The Federal Energy Regulatory Commission (FERC) hosted a comment session Wednesday night in Nelson County regarding the Atlantic Coast Pipeline.
According to officials with the project, the pipeline would help bring natural gas to parts of Virginia and North Carolina.
Wednesday’s event was meant to collect input on FERC’s Draft Environmental Impact Statement on the project, which was released a few months ago.
People came out from both sides of the debate to have their voices heard. Some people support the pipeline, saying it will help make energy more affordable and bring new revenue to the county.
“The cost of energy is embedded with everything that we purchase,” said Carlton Ballowe, a Nelson County resident. “And so the more affordable energy that we can have, the higher our standard of living.”
“This is all about American security and job growth and prosperity for the American nation,” said David Hight, who also supports the pipeline.

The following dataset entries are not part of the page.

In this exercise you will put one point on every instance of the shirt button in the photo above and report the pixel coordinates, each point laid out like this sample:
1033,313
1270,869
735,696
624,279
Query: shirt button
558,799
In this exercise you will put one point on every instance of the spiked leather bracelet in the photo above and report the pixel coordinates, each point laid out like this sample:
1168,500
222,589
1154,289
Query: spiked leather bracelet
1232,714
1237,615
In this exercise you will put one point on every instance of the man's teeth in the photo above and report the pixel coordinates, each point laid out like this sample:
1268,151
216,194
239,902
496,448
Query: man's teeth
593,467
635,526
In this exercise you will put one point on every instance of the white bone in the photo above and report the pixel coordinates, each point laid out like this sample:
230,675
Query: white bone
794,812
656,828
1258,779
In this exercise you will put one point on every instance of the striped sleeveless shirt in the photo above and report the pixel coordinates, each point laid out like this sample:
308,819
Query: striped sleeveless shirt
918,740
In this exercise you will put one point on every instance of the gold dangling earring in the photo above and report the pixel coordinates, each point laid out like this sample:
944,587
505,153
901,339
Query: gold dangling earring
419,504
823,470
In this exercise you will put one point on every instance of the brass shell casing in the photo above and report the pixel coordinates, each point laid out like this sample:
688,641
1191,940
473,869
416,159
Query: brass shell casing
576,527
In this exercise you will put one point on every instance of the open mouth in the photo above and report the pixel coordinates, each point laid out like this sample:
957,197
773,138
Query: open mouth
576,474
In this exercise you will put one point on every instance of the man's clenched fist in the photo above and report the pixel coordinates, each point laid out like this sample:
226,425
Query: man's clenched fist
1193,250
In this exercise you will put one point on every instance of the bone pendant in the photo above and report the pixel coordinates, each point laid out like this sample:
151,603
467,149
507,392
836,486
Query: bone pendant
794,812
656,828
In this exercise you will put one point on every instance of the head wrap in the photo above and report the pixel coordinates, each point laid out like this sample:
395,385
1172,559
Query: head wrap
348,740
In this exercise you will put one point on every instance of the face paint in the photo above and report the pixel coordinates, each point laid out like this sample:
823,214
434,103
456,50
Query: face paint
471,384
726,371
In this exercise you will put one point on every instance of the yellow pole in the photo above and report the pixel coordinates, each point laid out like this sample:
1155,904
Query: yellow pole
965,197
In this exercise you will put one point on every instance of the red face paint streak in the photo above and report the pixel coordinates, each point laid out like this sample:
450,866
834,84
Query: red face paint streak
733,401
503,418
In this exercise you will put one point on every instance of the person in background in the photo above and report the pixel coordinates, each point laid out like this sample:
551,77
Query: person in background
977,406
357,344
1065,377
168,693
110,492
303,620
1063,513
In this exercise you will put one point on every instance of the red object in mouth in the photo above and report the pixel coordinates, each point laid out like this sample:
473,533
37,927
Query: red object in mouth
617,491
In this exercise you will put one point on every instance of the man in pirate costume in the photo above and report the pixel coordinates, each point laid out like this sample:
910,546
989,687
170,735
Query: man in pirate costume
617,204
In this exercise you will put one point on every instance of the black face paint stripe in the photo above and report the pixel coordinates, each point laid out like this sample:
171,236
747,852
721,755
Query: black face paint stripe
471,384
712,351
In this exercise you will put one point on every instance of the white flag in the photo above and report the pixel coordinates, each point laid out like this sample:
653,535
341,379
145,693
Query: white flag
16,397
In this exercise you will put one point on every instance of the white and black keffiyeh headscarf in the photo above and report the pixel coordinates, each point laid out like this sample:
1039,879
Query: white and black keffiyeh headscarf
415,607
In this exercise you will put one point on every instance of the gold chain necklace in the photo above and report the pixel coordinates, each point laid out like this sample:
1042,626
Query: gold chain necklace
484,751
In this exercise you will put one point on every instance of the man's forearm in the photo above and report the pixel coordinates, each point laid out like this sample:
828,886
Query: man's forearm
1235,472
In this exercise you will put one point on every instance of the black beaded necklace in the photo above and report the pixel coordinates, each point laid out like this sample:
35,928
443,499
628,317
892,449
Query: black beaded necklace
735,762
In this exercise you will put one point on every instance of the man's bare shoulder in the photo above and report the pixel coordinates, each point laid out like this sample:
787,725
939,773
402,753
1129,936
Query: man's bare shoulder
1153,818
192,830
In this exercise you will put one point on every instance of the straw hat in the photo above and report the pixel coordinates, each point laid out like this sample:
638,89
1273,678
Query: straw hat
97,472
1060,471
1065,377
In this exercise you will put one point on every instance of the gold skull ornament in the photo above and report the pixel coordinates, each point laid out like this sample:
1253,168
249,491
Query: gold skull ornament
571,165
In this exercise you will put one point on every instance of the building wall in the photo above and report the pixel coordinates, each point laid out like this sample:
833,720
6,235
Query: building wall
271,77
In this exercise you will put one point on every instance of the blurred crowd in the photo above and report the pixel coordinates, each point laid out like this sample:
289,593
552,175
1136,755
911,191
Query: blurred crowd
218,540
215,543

Opponents to the pipeline have concerns about several issues, especially environmental impact. FERC’s Draft Environmental Impact Statement says while there would be “some adverse effects” on the environment due to the pipeline’s construction and operation, those impacts would be minimized by those in charge of the pipeline.
Pipeline opponents we spoke with said they believe FERC’s draft of the statement does not assess all environmental consequences.

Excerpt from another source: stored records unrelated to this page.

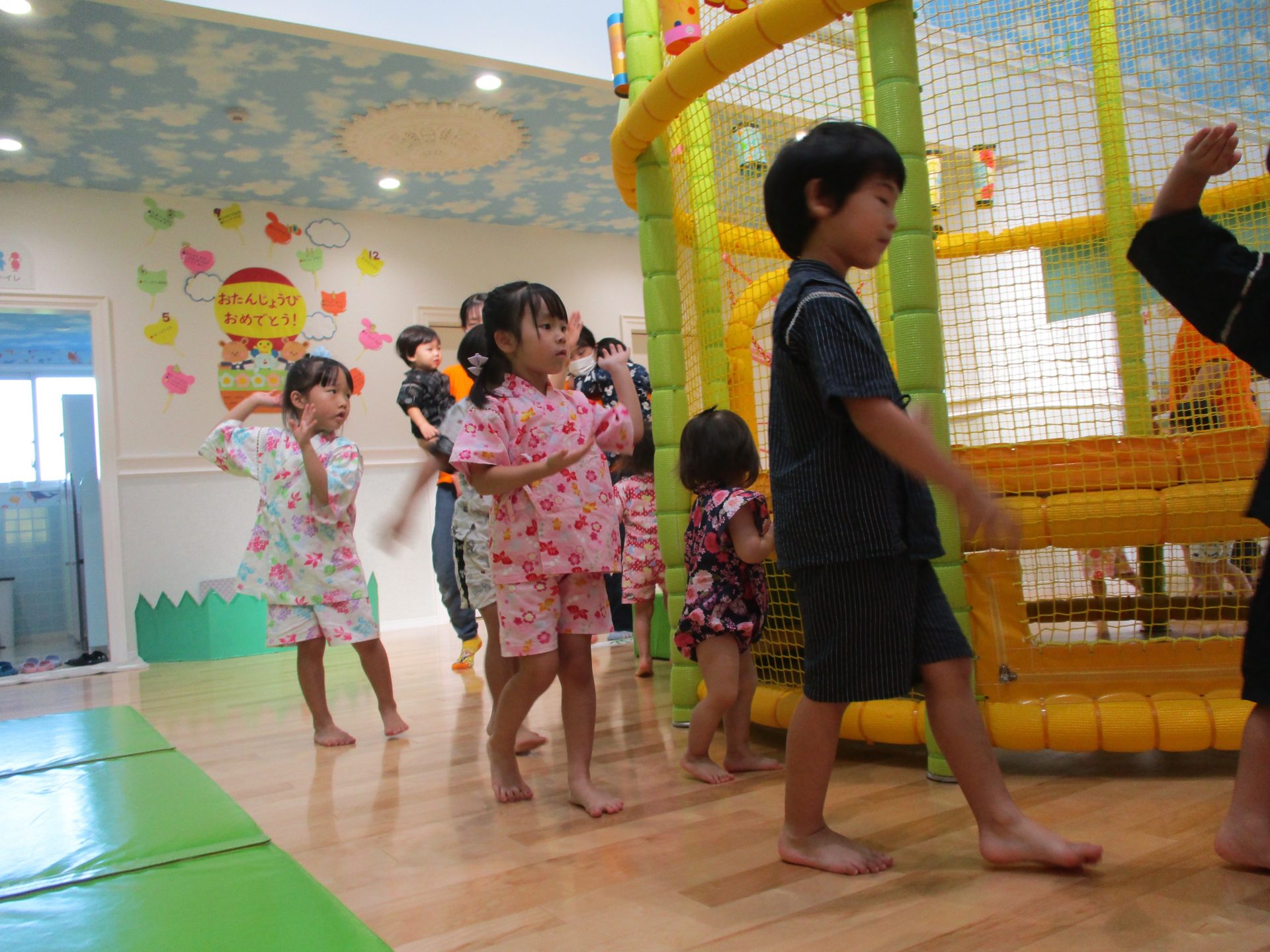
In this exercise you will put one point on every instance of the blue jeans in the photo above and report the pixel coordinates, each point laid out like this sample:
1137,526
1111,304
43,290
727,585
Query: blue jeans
464,619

“They’re going to have to build a lot of access roads because this is being built in rural communities along the way,” said Sharon Ponton of the Blue Ridge Environmental Defense League.
“They haven’t done their research,” said Amelia Williams, who is also against the pipeline. “There’s all kinds of data that they’ve failed to gather.”
“With any draft document, there will be things that are missing, there will be things that are wrong, there will be things that could be interpreted differently,” said Dave Swearingen of the Federal Energy Regulatory Commission.
Swearingen said meetings like this allow his organization to make changes to the Draft Environmental Impact Statement so a final version can be released.
Some people expressed concerns about the format of the session, which allowed people to provide comments one at a time in interviews with a three-minute time limit. Pipeline opposition group Friends of Nelson County hosted its own meeting next door at the middle school so people could discuss their views with each other.
Swearingen said the format of FERC’s event gives as many people as possible the chance to voice their opinions.
“The person is talking directly to a court reporter,” he said. “They are not going to be shouted down. They’re not going to be intimidated. They can give their comments without interference from anybody else.”
A final version of the Environmental Impact Statement will be released in the next few months, according to FERC officials.
Several other comment sessions with FERC are planned to discuss the pipeline. The deadline to submit comments to FERC is April 6, Swearingen said.
All written and verbal comments received at these sessions will be released publicly in a few weeks, he added.